Hogg v. Gimbel

94 F. 518 | U.S. Circuit Court for the District of Eastern Pennsylvania | 1899

McPHERSON, District Judge.

This case was heard upon bill and answer. The complainant, who is a manufacturer of carpets, is the owner of design patent No. 25,907, and has made and sold large quantities of carpeting embodying such design. The patent embraces two claims, — one for a carpet body, and the other for' a carpet border; and, as the answer admits, both claims have been infringed by the defendants. They made sales of a body and a border that were exact copies of the complainant’s design,, but they seek to avoid liability by denying actual knowledge of the patent at the time the sales were made. This denial of knowledge in fact must be accepted as true, — no testimony having been taken, —and the question for decision, therefore, is whether other facts averred in the bill, and not denied by the answer, are sufficient to visit the defendants with the consequences of constructive knowledge. These facts are, as averred in paragraph 4 of the bijl, that the complainant gave “sufficient notice to the public that the [design] is patented by affixing thereon the word ‘Patented,’ together with the date and year the patent was granted, or by affixing to it, or the package wherein said carpeting was inclosed, a label containing a like notice, and has complied in all respects with the statute in such case made and provided.”

Upon these facts, I think that the complainant has fulfilled the obligation imposed upon him by section 4900 of the Revised Statutes. The point was decided in Dunlap v. Schofield, 152 U. S. 248, 14 Sup. Ct. 577, in which the supreme court declare that this section makes it the duty of every patentee or his assignee, and of all persons vending any patented article for or under them, to give the public sufficient notice that it is patented, by putting the word “Patented” upon it, or upon the package inclosing it, and then go on to say:

“The clear meaning of this section is that the patentee or his assignee, if he makes or sells the article patented, cannot recover damages against the in-fringers of the patent, unless he has given notice of his right, either to the whole public by marking his article ‘Patented,’ or to the particular defendants by Informing them of his patent and of their infringement of it. One of these two things — marking the articles, or notice to the infringers — is made by the statute a prerequisite to the patentee’s right to recover damages against them. Each is an affirmative fact, and is something to be done by him.”

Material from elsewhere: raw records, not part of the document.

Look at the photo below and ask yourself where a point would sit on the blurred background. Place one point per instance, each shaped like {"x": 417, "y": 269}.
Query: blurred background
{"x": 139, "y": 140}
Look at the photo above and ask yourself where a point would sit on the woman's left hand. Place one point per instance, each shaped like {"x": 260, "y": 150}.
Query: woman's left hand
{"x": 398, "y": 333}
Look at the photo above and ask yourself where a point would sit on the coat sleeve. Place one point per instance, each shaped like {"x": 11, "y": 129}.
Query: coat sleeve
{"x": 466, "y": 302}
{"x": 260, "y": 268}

*519The same section was considered in this circuit in Matthews & Willard Mfg. Co. v. National Brass & Iron Works, 71 Fed. 518.

In the present case the undisputed fact is that the complainant gave notice to the whole public, thus including the defendants, by marking properly the manufactured articles or the inclosing package. This being so, it is npt material that the defendants did not have actual notice or knowledge of the patent. It is also undisputed that the defendants have infringed both claims of the complainant’s patent, and I am therefore of opinion that a decree must be entered imposing the statutory penally of $250, under the act of February 4, 1887 (24 Stat. 387; 1 Supp. Rev. St. p. 533), for each of the two acts of infringement.

A decree may be drawn continuing the preliminary injunction and making it perpetual, and directing the defendants to pay the sum of $500, with costs.